Si spezza in semifinale il sogno di Roko Blažević di accedere alla serata finale dell’Eurosong. La sua “The Dream” (sogno, appunto) non ha incantato la plaltea e il rappresentante croato deve fare le valigie e lasciare Tel Aviv. Il dalmata che è salito sul palco con le sue ali da angelo, ha dichiarato che all’inizio dell’esibizione era un po’ bloccato dall’emozione e che il fumo usato per la scenografia gli ha causato qualche problema di respirazione.
Ieri sera si sono garantite l’accesso alla finalissima di domani sera le canzoni di Macedonia, Olanda, Albania, Svezia, Russia, Azerbaigian, Norvegia, Svizzera e Malta, che vanno ad aggiungersi a Grecia, Bielorussia, Serbia, Cipro, Estonia, Repubblica Ceca, Australia, Islanda, San Marino e Slovenia (cantano Zara Kralj e Gašper Šantl con la canzone “Sebi), che hanno conquistato il pass nella prima semifinale.
Domani sera sul palco del centro Expo di Tel Aviv, oltre le 20 nazioni uscite dalle due semifinali, in gara scendono anche Israele (Paese ospitante) e le “big five”, ovvero Germania, Regno Unito, Francia Spagna e Italia. Il Belpaese è rappresentato da Mahmood, il giovane cantante milanese rivelazione di Sanremo Giovani e vincitore del Festival di Sanremo 2019 con “Soldi”, brano che ha scalato la vetta delle classifiche italiane non solo di streaming e download, ma anche il gradimento delle radio.
Grande ospite della finalissima: Madonna (che ha finalmente firmato il contratto e posto fine alle voci che la vedevano in dubbio).

Shalva band. Che emozioni
Il momento più emozionante della serata è stata indubbiamente l’esibizione durante il secondo intervallo della Shalva band, gruppo musicale israeliano di otto membri, ciascuno con una diversa disabilità . Avrebbero dovuto rappresentare il Paese in questo Eurovision, ma si sono rifiutati di suonare alla finalissima che cade di Shabbat, nonostante i tentativi dell’organizzazione di convincerli anche cercando dei microfoni che non necessitano di comandi elettrici per essere azionati. La loro performance è stata da lacrime agli occhi, e in molti su Twitter li hanno proclamati vincitori ad honorem.

Lutto a Tel Aviv

La notizia è uscita solo oggi: un operaio 66.enne, Fuldi Schwartz, è morto durante i preparativi de Festival europeo della canzone. Come riporta “Times of Israel”, il 13 maggio scorso, durante le operazioni di scarico da un Tir, gli è caduta addosso parte di un imponente impianto d’illuminazione semovente. Trasportato d’urgenza in ospedale, vista la gravità delle ferite riportate, i medici non hanno potuto salvargli la vita. E’ spirato nella mattinata di giovedì, ma “the show must go on”…
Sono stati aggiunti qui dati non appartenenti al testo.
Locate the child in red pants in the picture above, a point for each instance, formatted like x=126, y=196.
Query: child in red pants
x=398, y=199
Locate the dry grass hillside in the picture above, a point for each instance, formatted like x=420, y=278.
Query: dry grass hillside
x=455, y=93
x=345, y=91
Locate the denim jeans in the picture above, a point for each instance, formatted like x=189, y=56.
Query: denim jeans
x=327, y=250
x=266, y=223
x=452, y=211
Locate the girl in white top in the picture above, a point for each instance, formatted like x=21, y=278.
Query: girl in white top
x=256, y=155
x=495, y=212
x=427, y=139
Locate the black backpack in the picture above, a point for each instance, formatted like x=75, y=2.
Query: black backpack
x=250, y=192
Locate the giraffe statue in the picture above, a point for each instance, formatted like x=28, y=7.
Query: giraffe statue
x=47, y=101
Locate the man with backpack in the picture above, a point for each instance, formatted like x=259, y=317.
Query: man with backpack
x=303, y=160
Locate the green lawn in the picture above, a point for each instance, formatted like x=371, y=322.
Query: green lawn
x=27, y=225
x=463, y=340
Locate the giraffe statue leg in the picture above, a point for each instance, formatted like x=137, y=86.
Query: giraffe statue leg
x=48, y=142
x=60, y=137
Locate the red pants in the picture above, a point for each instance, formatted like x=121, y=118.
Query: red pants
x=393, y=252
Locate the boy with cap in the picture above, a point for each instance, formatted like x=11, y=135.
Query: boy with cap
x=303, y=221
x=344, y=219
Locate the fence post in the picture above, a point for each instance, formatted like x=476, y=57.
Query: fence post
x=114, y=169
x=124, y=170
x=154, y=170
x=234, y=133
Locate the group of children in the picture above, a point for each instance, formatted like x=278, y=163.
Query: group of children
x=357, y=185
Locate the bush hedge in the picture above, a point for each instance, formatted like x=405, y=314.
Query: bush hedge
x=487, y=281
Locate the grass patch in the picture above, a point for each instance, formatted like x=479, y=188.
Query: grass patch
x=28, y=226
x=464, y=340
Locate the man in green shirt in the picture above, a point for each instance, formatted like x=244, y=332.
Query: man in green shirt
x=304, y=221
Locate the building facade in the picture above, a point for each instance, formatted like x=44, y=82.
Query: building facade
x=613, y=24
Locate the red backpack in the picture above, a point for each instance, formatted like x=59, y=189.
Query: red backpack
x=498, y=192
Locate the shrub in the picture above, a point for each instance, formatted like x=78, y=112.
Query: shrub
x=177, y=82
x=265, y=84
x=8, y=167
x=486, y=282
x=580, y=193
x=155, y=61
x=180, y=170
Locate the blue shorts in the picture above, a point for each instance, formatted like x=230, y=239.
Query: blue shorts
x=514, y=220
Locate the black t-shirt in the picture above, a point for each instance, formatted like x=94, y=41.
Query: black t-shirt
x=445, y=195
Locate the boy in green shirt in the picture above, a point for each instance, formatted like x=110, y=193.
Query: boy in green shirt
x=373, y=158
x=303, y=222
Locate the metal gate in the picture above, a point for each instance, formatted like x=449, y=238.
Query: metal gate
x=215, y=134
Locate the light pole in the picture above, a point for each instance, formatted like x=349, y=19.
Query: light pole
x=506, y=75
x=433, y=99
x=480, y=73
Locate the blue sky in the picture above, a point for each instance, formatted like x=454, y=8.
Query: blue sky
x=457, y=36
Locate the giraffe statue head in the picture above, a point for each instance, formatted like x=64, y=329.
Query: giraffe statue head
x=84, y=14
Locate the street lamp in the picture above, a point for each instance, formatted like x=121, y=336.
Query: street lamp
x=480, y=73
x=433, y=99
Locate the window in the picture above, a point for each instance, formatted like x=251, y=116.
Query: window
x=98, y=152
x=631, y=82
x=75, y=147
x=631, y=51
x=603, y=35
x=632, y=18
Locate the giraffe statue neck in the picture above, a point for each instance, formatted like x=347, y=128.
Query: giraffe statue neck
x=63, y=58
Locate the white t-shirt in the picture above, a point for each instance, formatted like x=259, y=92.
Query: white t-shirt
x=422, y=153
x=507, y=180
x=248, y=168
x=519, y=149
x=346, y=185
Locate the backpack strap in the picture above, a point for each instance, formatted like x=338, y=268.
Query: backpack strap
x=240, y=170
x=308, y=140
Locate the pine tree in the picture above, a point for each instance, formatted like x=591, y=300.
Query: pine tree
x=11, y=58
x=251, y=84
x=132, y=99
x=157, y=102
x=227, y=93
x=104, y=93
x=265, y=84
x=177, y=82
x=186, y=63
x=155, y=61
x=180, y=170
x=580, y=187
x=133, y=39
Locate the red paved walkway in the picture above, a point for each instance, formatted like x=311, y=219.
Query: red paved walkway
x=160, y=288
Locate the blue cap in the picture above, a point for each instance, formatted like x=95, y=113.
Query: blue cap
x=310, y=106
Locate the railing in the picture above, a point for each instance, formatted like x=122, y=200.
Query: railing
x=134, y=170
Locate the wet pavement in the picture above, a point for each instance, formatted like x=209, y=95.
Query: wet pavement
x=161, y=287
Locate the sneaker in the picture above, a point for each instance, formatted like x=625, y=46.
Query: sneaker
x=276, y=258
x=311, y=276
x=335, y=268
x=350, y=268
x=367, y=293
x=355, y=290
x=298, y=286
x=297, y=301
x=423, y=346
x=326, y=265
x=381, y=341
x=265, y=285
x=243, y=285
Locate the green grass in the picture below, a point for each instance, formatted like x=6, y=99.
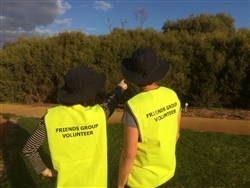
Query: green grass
x=204, y=160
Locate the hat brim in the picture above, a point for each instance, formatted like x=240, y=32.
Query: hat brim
x=93, y=89
x=137, y=78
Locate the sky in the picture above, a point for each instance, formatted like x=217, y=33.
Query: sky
x=48, y=17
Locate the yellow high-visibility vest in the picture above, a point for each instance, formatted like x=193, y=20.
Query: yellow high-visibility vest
x=156, y=112
x=78, y=145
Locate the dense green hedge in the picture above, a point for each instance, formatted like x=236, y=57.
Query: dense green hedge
x=210, y=61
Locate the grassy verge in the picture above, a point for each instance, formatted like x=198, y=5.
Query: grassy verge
x=203, y=159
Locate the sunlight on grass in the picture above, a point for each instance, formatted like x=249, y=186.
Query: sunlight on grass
x=204, y=159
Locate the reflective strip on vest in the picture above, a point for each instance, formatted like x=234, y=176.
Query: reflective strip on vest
x=157, y=121
x=78, y=145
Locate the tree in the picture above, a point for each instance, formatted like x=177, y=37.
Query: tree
x=141, y=15
x=203, y=23
x=109, y=25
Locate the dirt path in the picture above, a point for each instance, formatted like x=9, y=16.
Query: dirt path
x=195, y=123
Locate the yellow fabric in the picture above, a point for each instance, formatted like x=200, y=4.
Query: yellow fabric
x=156, y=112
x=78, y=145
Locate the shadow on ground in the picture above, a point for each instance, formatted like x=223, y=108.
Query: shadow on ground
x=16, y=172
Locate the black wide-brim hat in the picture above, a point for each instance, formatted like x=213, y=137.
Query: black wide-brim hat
x=144, y=67
x=81, y=84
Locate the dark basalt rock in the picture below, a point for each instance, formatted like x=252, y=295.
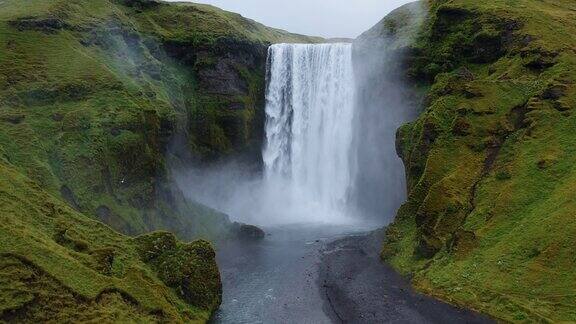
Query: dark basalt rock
x=14, y=119
x=247, y=232
x=69, y=197
x=48, y=25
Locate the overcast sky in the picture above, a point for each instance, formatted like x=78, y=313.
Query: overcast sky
x=327, y=18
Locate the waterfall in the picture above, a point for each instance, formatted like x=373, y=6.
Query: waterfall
x=309, y=119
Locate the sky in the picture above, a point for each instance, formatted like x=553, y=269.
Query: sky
x=326, y=18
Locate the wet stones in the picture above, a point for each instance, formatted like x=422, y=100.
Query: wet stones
x=247, y=232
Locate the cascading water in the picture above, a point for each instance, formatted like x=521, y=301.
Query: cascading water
x=309, y=130
x=329, y=154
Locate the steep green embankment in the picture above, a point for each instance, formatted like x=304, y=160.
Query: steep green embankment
x=490, y=219
x=96, y=98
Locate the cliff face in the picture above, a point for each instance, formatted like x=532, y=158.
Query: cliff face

The Voice russo, voto truccato

Da Tel Aviv a Mosca, da canzonette a canzonette. Scandalo durante l’edizione russa di “The Voice” (bambini, ‘Golos deti’). Il voto del talent sarebbe stato truccato in modo da far vincere la gara alla figlioletta di un magnate russo e di una stella pop. Mikela Abramova (10) figlia della cantante Alsdou e del ricco imprenditore Jan Abramov si è aggiudicata il contest canoro con il 56,5% dei voti, solo che questi si sono rivelati falsi. Per la verifica dei voti è stata ingaggiata la ditta Group IB che si ocupa di cyber security. Eseguiti i controlli dovuti è stato confermata l’esistenza dell’intervento di un fattore esterno sulla votazione e sull’esito di risultati.